Family history can be the first indicator of a genetic predisposition. Those in question should collect information about their blood relatives, both living and deceased, with regard to heart attack, stroke, angina pectoris and coronary artery disease (CAD). It has proven useful to document this information as a family tree differentiated by gender and generation. If multiple events occur in family members, a familial predisposition for heart attack may be present. In this case, the risk of a coronary event is increased; however, this does not prove this to be the cause. A negative family history reduces the likelihood of the presence of a genetic predisposition but does not rule it out.
Individuals with a genetic predisposition for heart attack or cardiovascular disease are not necessarily helpless. The case control study „Interheart“2 performed by Cathryn Lewis from Kings College in London had 27,000 participants and showed: the risk of suffering from a heart attack is similarly low in individuals with certain “risk genes” compared to those without a “risk gene” when adhering strictly to nutrition recommendations for individuals with cardiovascular disease. However, the risk doubled for individuals with “risk genes” and unhealthy eating habits. This means: for the group with a genetic predisposition, it is especially important to lead a healthy lifestyle in order to compensate for the increased likelihood of heart attack.
Regular heart checks offer the possibility to diagnose coronary changes at an early stage. Learn here how CardioSecur can help in the setting of a genetic predisposition.

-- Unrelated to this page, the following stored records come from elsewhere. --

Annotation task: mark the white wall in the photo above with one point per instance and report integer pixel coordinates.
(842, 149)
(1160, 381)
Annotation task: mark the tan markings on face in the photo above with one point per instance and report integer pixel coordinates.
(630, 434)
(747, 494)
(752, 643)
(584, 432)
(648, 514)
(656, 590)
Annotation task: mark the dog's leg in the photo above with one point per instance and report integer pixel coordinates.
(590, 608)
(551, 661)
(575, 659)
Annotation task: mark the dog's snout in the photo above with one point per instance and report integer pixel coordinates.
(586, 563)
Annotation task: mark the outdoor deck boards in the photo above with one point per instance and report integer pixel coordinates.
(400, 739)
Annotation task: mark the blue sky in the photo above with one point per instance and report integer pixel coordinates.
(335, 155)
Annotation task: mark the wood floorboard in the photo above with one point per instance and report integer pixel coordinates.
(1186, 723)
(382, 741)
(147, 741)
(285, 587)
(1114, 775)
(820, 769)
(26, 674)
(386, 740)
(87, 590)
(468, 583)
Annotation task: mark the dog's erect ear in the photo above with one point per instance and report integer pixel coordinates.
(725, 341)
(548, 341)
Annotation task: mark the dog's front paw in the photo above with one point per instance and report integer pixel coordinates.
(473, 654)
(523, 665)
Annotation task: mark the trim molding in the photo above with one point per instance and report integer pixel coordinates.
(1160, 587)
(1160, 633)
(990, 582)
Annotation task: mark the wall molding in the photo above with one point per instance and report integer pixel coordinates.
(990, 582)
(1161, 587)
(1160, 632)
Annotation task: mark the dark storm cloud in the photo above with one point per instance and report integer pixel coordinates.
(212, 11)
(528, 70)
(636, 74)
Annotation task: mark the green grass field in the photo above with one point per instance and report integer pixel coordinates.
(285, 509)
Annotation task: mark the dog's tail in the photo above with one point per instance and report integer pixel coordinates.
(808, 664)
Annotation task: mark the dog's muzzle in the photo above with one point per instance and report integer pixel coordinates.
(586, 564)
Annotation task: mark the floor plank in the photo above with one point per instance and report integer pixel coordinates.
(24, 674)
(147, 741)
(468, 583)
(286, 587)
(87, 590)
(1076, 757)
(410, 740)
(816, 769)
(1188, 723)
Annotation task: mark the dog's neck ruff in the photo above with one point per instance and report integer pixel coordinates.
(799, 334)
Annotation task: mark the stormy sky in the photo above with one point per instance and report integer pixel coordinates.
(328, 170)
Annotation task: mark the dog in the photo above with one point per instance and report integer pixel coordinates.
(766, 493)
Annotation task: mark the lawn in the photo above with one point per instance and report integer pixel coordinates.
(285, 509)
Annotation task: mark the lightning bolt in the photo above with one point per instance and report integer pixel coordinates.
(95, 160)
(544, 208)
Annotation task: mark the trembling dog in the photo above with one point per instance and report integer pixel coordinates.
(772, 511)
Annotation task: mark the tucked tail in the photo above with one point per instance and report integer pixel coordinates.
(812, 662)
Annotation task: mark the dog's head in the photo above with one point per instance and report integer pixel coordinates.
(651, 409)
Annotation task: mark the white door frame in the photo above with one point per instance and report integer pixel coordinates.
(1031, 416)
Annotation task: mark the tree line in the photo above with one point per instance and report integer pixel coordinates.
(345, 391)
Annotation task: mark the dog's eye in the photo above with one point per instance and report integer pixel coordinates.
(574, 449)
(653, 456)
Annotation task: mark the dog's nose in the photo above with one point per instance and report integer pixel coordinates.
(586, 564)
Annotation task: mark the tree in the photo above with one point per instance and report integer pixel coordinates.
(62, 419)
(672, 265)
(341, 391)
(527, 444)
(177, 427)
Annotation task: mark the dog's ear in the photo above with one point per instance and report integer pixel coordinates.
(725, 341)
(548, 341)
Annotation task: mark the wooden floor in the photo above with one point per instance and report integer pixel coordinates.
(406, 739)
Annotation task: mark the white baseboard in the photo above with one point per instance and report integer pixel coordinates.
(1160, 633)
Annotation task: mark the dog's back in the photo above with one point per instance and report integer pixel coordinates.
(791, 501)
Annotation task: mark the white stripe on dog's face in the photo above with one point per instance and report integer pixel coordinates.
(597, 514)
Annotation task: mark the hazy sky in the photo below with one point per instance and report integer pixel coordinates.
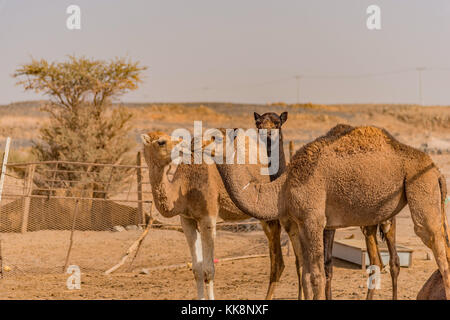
(243, 50)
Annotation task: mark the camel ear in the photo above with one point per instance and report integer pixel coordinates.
(146, 139)
(283, 117)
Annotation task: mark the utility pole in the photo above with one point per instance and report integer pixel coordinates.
(298, 77)
(419, 70)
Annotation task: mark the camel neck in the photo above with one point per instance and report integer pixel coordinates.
(166, 190)
(281, 156)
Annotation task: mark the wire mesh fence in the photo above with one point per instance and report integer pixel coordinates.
(57, 213)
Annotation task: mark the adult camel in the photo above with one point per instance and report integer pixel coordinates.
(358, 178)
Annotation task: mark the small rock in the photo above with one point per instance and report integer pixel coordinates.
(118, 229)
(144, 271)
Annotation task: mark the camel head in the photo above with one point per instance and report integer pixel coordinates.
(270, 120)
(158, 148)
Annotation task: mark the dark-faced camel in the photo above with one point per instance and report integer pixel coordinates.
(358, 178)
(270, 121)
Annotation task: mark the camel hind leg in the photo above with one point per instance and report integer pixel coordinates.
(292, 231)
(423, 193)
(389, 229)
(328, 240)
(272, 229)
(194, 241)
(370, 234)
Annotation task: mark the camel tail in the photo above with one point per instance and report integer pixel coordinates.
(443, 187)
(382, 234)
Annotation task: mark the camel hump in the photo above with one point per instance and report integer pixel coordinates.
(339, 129)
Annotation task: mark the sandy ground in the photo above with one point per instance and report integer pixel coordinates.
(37, 258)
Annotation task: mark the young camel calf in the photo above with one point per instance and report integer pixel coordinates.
(196, 193)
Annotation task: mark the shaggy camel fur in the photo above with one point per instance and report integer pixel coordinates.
(196, 193)
(359, 178)
(271, 120)
(387, 231)
(433, 289)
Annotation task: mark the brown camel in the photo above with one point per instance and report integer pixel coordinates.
(359, 178)
(387, 231)
(272, 121)
(433, 289)
(196, 193)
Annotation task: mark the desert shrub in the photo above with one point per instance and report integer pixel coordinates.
(84, 125)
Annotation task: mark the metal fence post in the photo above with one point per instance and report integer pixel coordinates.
(140, 211)
(28, 191)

In our latest blog article, we talk about how you can lead a healthy lifestyle in order to reduce the severity of potential outcomes. Read the blog article here.
Genome-wide Association Studies (GWA): Is a method of investigating the relative relationships between genetic variants and personality traits tendencies towards specific diseases. For this purpose, very large samples are needed; therefore, several research groups perform these studies.
Genome: the entire genetic material of an organism
Cytogenetic Testing: with the help of cytochemical and enzymatic staining techniques, characteristic band patterns are generated on metaphase chromosomes. This allows for the clear identification of the 22 pairs of autosomes (a copy of the chromosomes from the mother and from the father), as well as the XX or XY sex chromosomes.